Proposal for Revision of the Urdu, Pushto, and Sindhi (in Arabic script) Romanization Tables

News from LC.
The Policy and Standards Division of the Library of Congress has received a revision proposal for the Urdu (in Arabic Script), Pushto, and Sindhi (in Arabic script) ALA-LC romanization tables. The proposal recommends a change in the romanization of the letters Svad, Zvad, Toe, and Zoe, as well as several minor corrections to the Urdu table.

The revision proposal[PDF, 251 KB] highlights all additions and changes. A separate document <[DOC, 33 KB] enumerates changes in the revision proposal.

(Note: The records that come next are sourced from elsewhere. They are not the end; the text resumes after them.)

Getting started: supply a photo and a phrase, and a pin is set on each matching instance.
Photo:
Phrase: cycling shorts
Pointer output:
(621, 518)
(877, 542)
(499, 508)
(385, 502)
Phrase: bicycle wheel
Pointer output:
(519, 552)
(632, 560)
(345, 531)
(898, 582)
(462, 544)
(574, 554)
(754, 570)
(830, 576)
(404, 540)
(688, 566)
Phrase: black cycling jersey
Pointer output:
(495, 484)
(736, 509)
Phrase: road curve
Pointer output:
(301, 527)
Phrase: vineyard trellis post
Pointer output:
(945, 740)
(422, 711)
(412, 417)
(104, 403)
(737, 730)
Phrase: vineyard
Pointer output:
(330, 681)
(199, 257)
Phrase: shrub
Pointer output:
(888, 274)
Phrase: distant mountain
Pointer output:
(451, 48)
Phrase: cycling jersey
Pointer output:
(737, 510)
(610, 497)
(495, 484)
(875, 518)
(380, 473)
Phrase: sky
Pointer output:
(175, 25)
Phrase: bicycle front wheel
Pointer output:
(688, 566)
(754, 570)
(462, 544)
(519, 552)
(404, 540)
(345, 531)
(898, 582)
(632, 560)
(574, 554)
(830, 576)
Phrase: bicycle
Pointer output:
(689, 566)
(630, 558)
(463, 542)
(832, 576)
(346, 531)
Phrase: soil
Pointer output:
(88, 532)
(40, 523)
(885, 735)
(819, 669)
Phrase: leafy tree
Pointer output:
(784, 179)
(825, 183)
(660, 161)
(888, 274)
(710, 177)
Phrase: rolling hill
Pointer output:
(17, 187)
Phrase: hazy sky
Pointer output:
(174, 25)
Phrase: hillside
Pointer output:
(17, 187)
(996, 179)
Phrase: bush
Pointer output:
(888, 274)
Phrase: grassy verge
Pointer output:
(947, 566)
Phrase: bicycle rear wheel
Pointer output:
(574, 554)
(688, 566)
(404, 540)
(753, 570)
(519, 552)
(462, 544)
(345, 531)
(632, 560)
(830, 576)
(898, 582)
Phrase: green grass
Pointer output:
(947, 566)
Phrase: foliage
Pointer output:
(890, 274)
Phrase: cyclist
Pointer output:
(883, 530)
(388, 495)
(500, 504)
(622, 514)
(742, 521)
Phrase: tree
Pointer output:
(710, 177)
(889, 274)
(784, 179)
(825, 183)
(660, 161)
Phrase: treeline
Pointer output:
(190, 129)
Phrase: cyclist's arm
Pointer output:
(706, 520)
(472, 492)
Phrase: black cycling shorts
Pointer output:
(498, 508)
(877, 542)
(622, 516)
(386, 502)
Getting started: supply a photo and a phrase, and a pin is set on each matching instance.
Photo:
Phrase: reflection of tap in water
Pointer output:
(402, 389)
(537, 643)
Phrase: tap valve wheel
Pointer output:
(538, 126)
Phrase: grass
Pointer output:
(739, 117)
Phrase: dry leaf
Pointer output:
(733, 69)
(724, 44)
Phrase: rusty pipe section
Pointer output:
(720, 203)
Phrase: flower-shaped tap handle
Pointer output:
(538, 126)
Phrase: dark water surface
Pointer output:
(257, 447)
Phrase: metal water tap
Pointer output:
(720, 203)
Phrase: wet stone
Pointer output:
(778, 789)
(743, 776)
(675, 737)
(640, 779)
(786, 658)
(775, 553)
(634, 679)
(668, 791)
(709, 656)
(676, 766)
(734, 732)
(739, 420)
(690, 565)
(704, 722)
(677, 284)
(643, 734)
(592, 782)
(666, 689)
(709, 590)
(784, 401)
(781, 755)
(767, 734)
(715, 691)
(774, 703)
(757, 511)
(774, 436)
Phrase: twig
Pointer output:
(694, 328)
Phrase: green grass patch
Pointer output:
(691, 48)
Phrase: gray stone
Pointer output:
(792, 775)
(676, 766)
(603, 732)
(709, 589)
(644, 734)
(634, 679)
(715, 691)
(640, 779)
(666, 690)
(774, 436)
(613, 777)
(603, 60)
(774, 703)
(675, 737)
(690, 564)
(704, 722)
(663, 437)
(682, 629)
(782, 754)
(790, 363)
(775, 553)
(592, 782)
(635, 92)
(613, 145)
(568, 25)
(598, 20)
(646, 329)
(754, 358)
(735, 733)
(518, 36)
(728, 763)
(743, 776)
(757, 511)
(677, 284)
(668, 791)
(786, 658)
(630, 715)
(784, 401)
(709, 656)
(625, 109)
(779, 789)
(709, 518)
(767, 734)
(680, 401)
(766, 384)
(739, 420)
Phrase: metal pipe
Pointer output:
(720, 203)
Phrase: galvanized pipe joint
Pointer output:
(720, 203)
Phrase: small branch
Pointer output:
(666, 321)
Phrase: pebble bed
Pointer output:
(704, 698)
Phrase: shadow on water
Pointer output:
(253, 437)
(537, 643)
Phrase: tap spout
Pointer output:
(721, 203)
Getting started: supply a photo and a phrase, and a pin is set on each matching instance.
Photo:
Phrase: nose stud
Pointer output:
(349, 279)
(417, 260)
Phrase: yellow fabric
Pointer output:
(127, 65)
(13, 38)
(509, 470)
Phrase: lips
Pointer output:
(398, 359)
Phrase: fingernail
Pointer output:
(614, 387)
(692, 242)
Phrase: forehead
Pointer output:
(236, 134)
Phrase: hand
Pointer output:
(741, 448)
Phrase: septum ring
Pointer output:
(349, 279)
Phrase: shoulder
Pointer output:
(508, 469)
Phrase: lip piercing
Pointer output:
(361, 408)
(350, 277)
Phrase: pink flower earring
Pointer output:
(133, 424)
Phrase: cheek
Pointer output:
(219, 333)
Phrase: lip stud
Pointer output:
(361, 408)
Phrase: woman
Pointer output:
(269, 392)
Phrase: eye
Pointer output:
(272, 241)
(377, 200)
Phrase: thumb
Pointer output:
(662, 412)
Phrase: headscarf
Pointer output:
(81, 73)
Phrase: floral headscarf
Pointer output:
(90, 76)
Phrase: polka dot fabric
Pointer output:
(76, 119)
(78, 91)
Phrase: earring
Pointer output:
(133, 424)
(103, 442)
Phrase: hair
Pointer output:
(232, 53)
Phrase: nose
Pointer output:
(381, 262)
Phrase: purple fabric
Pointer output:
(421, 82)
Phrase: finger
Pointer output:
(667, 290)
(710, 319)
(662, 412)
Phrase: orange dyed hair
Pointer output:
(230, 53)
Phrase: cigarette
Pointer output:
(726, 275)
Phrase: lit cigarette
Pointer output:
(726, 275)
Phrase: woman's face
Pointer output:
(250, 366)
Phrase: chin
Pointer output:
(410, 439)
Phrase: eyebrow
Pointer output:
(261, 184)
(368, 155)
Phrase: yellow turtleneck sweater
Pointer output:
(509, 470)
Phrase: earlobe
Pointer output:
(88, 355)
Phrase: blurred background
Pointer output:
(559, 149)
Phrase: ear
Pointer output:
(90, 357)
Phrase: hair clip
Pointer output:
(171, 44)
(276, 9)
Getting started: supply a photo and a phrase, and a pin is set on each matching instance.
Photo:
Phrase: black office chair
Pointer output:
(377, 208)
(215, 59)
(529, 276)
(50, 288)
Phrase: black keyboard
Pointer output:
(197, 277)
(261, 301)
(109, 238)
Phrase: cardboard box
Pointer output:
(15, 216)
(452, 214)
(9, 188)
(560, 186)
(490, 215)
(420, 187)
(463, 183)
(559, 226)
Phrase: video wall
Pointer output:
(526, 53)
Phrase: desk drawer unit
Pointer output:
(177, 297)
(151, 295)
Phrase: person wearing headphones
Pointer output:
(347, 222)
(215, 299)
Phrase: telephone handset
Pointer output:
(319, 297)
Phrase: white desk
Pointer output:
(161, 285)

News from LC about MODS in RDF.
As a result of requests from the MODS community and for its own explorations into Linked Data, the Library of Congress has developed MODS/RDF, an ontology for MODS. This work has been informed by the previous work of developing a MADS/RDF ontology, which is in use now in, LC's Linked Data Service, and by discussions in the MODS Editorial Committee. MODS/RDF may be used to create born-RDF MODS, or it may be used to create an RDF description corresponding to an existing MODS XML record. (An XSLT is available to help create MODS/RDF from MODS XML.)

Although it is still a draft and work in progress, LC would like to share its work on the ontology to encourage experimentation with MODS modeled as RDF. As the Bibliographic Framework Transition Initiative and its BIBFRAME data model is emerging, it is clear that much work is going into expressing bibliographic data as RDF. We will be working on a mapping of MODS to BIBFRAME as the BIBFRAME model stabilizes, and this initial work on MODS/RDF may inform that task.

The ontology may be found at:

Open-source Automated Library System Article

OPALS, the Open-source Automated Library System, is another option when considering Koha and Evergreen. A newspaper wrote OPALS expands research possibilities for John Abbott College students.
It’s quick, efficient and cheap. The system, which received tops honours from Perceptions 2012: An International Survey of Library Automation, was developed by the Pointe-Claire-based company Bibliofiche 11 years ago and has been reinvented three times since then in response to changing technology and client requests.

Monday, February 11, 2013

Music Cataloging using RDA

Comments are invited on Best Practices for Music Cataloging using RDA and MARC21
The MLA-BCC RDA Music Implementation Task Force is happy to announce the release of the first complete draft of "Best Practices for Music Cataloging using RDA and MARC21." This document represents over sixteen months of effort by the task force to determine and articulate best practices for the description of music resources (chiefly scores and audio recordings). In the increasingly decentralized environment of library metadata standards, this document addresses the need for specific guidance for catalogers describing music resources that is authoritative, yet flexible to the needs of individual institutions. It is intended to supplement the text of RDA itself, and accounts for (though does not presume full adherence to) the Library of Congress-Program for Cooperative Cataloging Policy Statements (LC-PCC PS).

MARC Tag Usage

OCLC will examine MARC tag usage in the WorldCat database.The goal of this new MARC Usage in WorldCat activity is to provide an evidence base for testing assertions about the value of capturing various attributes by demonstrating whether the cataloging community has made the effort to populate specific tags, not just to define them in anticipation of use.

OCLC Research seeks to use evidence of usage, as depicted in WorldCat, the largest aggregation of library data in the world, to inform decisions about where we go from here with the data that has been encoded using the MARC standard.